Skip to content

Substructure Screenouts

Run an optimised Tversky (a=1, b=0, threshold=1.0) substructure screenout. Note that this is not a full substructure (i.e., with subgraph isomorphism) search.

Tip

It's recommended to use RDKitPattern fingerprint type with this kind of searches.

Use the FPSim2Engine.substructure function to run a substructure screenout.

from FPSim2 import FPSim2Engine

fp_filename = 'chembl_35_v0.6.0.h5'
fpe = FPSim2Engine(fp_filename)

query = 'CC(=O)Oc1ccccc1C(=O)O'
results = fpe.substructure(query, n_workers=1)

Use the FPSim2Engine.on_disk_substructure function to run an on disk substructure screenout (much slower but doesn't require loading the entire fingerprint file into memory).

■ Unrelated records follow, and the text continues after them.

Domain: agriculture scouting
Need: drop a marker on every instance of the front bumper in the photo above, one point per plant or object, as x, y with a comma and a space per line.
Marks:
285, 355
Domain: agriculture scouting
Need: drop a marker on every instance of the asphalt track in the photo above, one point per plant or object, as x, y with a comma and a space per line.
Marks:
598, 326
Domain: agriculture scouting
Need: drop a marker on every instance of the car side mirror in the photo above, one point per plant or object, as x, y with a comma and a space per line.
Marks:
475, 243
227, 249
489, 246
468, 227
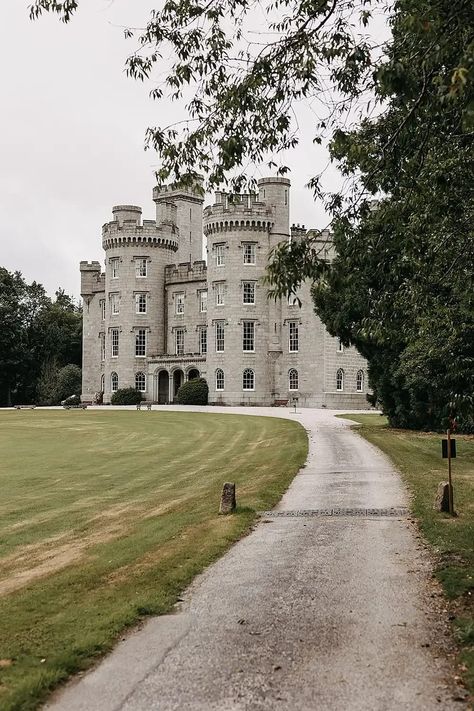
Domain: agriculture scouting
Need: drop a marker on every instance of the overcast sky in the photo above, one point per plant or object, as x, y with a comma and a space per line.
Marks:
72, 135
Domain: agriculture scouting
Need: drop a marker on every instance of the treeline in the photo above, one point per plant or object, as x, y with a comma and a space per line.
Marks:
40, 343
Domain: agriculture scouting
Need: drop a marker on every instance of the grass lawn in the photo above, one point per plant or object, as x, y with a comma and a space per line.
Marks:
105, 516
417, 455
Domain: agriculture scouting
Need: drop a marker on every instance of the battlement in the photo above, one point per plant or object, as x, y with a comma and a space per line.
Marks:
237, 212
186, 272
128, 232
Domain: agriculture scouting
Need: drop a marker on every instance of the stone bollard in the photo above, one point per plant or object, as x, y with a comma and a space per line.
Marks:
228, 502
442, 497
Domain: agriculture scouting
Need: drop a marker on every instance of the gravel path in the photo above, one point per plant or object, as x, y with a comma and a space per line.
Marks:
326, 605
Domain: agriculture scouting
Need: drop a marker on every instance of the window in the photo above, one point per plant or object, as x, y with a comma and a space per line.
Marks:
293, 340
140, 382
140, 343
220, 293
249, 292
179, 303
114, 303
140, 303
219, 254
249, 252
220, 379
248, 379
248, 336
114, 342
141, 267
179, 341
203, 340
293, 379
219, 336
114, 267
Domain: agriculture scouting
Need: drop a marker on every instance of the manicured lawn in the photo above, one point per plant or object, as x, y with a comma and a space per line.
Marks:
105, 516
417, 455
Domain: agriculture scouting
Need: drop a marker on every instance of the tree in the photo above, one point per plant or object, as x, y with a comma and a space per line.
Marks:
400, 119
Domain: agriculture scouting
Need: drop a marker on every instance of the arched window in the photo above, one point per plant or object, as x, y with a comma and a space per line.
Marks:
248, 380
220, 379
293, 379
140, 382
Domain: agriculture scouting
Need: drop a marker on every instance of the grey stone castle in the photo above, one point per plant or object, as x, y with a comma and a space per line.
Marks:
160, 315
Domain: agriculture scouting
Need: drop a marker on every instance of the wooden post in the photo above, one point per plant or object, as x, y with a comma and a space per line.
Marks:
450, 483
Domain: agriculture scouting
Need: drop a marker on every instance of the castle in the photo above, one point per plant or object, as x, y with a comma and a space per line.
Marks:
160, 315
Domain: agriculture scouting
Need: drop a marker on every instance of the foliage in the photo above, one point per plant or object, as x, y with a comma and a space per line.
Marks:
400, 119
83, 492
418, 457
126, 396
194, 392
37, 336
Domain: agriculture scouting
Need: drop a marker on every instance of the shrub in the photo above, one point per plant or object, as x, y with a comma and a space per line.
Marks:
126, 396
194, 392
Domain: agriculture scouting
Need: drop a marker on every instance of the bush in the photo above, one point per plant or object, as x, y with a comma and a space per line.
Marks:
194, 392
126, 396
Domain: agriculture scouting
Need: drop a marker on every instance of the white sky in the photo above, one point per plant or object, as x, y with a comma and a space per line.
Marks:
72, 136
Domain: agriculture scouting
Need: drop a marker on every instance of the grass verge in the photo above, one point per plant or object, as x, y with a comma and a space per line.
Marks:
417, 455
105, 517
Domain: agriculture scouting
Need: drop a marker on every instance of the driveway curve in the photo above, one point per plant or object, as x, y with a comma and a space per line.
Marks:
327, 604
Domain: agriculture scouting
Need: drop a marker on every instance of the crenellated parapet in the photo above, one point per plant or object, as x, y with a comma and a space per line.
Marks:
130, 233
237, 212
185, 272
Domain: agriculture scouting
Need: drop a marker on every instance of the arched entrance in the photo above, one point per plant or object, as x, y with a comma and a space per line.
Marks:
178, 380
162, 390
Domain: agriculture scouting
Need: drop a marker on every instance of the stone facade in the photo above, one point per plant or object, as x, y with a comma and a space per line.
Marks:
160, 315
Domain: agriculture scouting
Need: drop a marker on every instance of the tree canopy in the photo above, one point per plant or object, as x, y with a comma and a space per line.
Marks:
399, 118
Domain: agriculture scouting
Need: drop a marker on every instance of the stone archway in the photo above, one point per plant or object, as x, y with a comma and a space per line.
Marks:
178, 380
162, 387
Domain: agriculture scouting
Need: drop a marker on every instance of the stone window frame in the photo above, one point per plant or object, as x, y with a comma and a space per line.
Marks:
340, 380
114, 263
140, 381
203, 301
179, 341
141, 340
293, 337
114, 298
220, 336
220, 290
220, 380
246, 291
251, 253
293, 379
114, 342
248, 379
141, 298
141, 262
248, 336
202, 340
113, 382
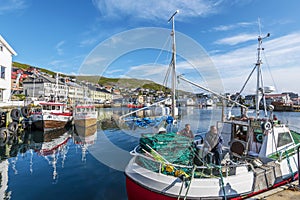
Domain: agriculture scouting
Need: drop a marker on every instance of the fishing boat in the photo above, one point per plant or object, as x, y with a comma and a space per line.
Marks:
259, 154
85, 118
50, 116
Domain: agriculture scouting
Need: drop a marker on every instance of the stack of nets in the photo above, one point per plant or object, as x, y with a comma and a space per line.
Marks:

from FPSim2 import FPSim2Engine

fp_filename = 'chembl_35_v0.6.0.h5'
fpe = FPSim2Engine(fp_filename, in_memory_fps=False)

query = 'CC(=O)Oc1ccccc1C(=O)O'
results = fpe.on_disk_substructure(query, n_workers=1)

Parallel Processing

The n_workers parameter can be used to split a single query into multiple threads to speed up the search. This is especially useful when searching large datasets.